Literature DB >> 23074578

Genome-wide association studies in myocardial infarction and coronary artery disease.

Pier Mannuccio Mannucci1, Luca A Lotta, Flora Peyvandi.   

Abstract

Myocardial infarction (MI) and its major determinant, coronary artery disease (CAD), are complex diseases arising from the interaction between several genetic and environmental factors. Until recently, the genetic basis of these diseases was poorly understood. Genome-wide genetic association studies have afforded a comprehensive insight into the association between genetic variants and diseases. To date, seven genome-wide association studies have been conducted in CAD/MI, identifying thirteen genomic regions at which common genetic variants influence the predisposition to these diseases. This review article summarizes the progress achieved in the genetic basis of MI and CAD by means of genome-wide association studies and the potential clinical applications of these findings.

Entities:  

Keywords:  Coronary artery disease; Genome-wide association study; Myocardial infarction

Year:  2010        PMID: 23074578      PMCID: PMC3466835     

Source DB:  PubMed          Journal:  J Tehran Heart Cent        ISSN: 1735-5370


Introduction

Myocardial infarction (MI) and its principal determinant, coronary artery disease (CAD), are major causes of death and disability worldwide.1 Complex diseases arising from the interaction between several genetic and environmental factors, MI and CAD are distinguished from monogenic Mendelian disorders (i.e. thalassemia, hemophilia, and cystic fibrosis) in which mutations of a single gene are believed to cause the greatest part of the disease phenotype.

Atherothrombotic diseases: The role of genetic risk factors

Epidemiological studies have firmly established an association between several environmental risk factors and the occurrence of CAD/MI.2–6 Smoking, dyslipidemia, diabetes, obesity, little physical activity, and hypertension are well recognized risk factors for atherothrombosis and display a similar prevalence in geographical areas and populations of different ethnicity and levels of income, as highlighted by the INTERHEART study.7 Beside and independently from other risk factors, a positive family history, defined as at least one first-degree relative having developed the disease at an age younger than 55 years in males or 65 years in females, has been consistently shown to correlate with the risk of atherothrombosis in the frame of epidemiological studies.

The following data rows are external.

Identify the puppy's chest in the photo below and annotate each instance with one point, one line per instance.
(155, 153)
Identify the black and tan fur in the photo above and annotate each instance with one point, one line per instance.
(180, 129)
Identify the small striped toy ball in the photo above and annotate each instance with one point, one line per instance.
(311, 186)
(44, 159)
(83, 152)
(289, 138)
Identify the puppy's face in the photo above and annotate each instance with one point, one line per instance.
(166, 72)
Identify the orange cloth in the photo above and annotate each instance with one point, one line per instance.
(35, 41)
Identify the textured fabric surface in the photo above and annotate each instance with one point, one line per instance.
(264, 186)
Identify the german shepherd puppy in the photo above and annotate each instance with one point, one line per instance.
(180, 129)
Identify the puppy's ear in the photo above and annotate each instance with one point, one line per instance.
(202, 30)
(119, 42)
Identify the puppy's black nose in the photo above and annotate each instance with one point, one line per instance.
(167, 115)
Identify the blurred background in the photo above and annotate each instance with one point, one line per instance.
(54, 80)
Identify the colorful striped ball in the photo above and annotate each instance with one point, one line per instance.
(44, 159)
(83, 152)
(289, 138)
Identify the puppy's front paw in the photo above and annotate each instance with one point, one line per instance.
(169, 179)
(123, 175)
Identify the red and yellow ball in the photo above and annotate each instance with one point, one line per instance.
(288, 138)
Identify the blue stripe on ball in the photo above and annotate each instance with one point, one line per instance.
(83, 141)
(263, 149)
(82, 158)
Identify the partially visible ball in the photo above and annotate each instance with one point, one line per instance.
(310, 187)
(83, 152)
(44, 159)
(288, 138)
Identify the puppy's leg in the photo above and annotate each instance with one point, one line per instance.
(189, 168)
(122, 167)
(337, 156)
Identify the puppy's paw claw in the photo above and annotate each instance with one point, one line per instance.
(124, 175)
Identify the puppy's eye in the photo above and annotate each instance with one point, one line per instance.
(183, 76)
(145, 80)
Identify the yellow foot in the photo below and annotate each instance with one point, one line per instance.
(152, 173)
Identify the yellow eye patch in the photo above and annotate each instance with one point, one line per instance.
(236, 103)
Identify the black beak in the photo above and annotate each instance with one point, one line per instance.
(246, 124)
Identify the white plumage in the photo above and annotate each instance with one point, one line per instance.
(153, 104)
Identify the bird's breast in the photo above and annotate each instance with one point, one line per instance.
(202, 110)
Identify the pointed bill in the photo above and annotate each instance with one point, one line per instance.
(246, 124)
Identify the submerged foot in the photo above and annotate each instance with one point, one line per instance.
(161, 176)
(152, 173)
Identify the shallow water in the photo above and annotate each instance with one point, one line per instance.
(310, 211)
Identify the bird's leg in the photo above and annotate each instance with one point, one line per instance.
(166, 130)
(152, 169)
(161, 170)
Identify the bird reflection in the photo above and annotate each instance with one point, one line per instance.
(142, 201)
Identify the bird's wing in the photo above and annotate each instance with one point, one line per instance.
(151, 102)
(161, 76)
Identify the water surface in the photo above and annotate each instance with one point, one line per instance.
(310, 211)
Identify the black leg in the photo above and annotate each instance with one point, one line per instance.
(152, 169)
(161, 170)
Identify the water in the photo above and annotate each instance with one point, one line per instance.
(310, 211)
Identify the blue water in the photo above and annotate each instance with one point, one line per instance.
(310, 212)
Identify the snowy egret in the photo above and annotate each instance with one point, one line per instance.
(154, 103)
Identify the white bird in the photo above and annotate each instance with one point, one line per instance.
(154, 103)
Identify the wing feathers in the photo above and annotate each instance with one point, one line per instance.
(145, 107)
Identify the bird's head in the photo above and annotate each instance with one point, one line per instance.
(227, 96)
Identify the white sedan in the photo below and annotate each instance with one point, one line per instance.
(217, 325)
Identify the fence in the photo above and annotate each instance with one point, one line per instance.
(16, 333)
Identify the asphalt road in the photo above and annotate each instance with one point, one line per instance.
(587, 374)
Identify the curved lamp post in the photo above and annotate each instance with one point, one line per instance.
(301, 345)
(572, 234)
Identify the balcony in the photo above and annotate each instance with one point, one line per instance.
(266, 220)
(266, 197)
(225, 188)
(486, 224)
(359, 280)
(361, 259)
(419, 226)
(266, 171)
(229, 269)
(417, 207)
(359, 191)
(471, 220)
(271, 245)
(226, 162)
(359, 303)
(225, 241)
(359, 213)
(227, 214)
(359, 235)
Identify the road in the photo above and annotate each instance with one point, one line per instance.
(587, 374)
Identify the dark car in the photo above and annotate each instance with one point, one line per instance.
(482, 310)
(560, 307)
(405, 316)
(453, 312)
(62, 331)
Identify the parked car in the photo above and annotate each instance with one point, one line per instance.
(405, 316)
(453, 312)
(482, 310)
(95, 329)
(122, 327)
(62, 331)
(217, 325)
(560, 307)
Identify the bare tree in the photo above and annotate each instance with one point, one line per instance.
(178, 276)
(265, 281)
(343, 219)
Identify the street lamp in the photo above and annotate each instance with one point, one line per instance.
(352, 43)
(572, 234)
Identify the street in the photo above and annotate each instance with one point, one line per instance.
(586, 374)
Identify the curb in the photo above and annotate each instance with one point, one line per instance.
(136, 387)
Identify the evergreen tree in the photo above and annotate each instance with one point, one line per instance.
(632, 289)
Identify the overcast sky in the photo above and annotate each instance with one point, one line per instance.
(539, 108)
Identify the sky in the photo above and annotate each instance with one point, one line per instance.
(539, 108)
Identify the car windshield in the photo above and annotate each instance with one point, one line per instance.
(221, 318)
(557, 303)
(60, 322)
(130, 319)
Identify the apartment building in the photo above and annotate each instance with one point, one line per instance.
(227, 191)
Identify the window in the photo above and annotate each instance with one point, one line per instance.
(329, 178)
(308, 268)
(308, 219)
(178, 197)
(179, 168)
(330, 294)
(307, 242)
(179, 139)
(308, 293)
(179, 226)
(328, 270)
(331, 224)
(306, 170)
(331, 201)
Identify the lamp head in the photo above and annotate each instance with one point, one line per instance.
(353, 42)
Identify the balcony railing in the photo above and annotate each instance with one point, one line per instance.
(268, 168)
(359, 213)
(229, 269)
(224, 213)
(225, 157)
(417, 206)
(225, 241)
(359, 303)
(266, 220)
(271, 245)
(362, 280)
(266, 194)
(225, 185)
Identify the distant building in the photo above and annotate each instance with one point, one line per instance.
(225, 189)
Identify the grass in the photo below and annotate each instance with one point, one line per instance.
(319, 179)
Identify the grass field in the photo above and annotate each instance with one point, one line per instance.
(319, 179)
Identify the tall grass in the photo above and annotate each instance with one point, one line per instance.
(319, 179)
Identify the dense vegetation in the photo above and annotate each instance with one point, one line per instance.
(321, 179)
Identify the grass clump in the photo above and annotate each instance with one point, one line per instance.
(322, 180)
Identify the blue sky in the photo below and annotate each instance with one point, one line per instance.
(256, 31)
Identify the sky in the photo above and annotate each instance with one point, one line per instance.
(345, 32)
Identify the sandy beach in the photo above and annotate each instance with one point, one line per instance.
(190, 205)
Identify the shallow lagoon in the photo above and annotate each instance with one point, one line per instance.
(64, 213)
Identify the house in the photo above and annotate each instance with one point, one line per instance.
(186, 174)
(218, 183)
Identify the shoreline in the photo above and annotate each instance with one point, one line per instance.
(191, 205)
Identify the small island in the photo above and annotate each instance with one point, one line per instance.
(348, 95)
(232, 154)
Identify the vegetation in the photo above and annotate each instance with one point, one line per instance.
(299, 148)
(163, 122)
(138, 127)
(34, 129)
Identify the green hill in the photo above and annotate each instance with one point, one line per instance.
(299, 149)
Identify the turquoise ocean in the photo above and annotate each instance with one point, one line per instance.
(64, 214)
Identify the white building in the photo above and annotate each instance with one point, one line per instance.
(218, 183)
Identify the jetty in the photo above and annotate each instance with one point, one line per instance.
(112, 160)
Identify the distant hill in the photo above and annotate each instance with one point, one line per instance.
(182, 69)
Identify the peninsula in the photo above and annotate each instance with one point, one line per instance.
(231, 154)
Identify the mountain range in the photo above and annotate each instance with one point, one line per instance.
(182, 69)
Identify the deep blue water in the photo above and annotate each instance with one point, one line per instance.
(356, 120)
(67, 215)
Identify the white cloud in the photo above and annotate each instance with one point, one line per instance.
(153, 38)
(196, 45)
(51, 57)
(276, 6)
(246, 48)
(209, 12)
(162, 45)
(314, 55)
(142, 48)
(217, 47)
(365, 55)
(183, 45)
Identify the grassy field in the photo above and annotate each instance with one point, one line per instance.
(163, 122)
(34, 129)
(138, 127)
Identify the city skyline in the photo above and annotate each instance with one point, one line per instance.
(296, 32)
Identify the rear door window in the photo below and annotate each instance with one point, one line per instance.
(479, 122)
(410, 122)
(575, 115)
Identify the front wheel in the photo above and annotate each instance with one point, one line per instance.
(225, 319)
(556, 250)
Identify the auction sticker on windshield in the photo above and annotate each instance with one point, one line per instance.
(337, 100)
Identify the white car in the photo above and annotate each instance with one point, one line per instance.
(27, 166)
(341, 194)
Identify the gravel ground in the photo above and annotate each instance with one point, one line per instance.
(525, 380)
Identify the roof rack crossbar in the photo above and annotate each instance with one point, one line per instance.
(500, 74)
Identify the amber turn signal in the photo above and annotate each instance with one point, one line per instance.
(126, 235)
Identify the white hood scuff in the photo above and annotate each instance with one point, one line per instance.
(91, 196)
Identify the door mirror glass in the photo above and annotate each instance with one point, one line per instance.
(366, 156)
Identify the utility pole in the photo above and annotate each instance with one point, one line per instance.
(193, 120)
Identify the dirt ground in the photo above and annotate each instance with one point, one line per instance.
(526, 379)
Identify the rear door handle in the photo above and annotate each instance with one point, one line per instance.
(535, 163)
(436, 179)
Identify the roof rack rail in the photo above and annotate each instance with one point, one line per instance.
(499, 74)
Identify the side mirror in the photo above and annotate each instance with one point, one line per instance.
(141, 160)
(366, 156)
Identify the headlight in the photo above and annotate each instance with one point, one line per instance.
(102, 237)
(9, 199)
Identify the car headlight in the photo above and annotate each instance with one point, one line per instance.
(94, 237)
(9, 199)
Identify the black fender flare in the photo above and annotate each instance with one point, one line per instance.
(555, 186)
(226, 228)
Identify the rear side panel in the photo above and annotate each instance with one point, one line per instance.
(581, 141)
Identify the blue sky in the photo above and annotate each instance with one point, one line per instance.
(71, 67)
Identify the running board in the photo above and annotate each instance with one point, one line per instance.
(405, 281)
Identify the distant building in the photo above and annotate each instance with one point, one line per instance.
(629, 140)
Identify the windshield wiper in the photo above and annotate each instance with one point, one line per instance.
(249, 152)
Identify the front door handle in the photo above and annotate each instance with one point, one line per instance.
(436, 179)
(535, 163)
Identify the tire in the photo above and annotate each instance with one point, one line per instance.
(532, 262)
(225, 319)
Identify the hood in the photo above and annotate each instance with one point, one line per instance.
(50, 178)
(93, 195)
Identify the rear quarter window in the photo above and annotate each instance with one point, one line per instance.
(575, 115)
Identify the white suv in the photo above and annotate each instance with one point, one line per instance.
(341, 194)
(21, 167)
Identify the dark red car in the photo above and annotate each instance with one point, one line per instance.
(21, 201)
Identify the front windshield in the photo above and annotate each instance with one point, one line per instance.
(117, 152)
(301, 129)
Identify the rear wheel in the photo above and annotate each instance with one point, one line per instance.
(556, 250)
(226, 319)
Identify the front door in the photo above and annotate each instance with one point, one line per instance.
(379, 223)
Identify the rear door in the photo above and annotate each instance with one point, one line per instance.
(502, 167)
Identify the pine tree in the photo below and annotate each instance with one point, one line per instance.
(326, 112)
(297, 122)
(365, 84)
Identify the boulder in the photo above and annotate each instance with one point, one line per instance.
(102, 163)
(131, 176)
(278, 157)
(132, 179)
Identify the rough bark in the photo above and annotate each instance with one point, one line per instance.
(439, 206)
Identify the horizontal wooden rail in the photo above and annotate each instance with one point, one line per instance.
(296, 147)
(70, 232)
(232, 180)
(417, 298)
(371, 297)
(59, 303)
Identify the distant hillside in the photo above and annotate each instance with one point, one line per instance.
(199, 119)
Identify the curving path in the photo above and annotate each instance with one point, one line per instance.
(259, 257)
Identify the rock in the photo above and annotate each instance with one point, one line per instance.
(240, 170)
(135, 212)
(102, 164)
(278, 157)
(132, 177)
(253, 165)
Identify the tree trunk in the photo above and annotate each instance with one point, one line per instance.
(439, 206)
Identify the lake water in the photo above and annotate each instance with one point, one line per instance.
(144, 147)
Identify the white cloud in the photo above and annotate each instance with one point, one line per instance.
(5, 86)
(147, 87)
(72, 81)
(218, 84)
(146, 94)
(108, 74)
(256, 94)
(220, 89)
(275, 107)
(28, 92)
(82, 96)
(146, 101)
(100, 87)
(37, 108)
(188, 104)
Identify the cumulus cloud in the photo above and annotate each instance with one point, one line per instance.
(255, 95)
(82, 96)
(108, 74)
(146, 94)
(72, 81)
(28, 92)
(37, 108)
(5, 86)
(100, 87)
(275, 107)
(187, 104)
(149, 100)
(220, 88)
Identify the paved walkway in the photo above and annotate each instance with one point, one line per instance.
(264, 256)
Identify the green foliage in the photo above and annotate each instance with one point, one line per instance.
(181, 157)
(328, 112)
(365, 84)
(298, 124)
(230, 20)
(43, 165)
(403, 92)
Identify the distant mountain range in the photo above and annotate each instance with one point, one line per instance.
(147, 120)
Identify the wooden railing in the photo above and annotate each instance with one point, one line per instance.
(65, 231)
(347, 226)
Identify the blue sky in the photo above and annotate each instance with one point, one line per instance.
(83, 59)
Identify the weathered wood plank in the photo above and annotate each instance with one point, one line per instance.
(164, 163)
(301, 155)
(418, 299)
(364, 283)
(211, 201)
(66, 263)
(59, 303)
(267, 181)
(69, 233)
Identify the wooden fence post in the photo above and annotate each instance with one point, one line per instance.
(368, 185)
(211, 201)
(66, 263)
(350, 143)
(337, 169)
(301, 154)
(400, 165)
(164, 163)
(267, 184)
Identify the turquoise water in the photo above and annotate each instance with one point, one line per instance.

Pertaining specifically to MI, a positive family history is associated with a risk increase of a magnitude comparable to that of other established risk factors,7–9 with the risk for MI in the siblings of affected patients being from 2 to 11 fold higher than that of the general population.10–11 In addition, the concordance in the development of MI is higher among monozygous than dizygous twins.12, 13 A positive family history has a higher prevalence in young patients with early-onset MI.14 On the whole, it is well established that genetic factors play an important role in the pathophysiology of MI.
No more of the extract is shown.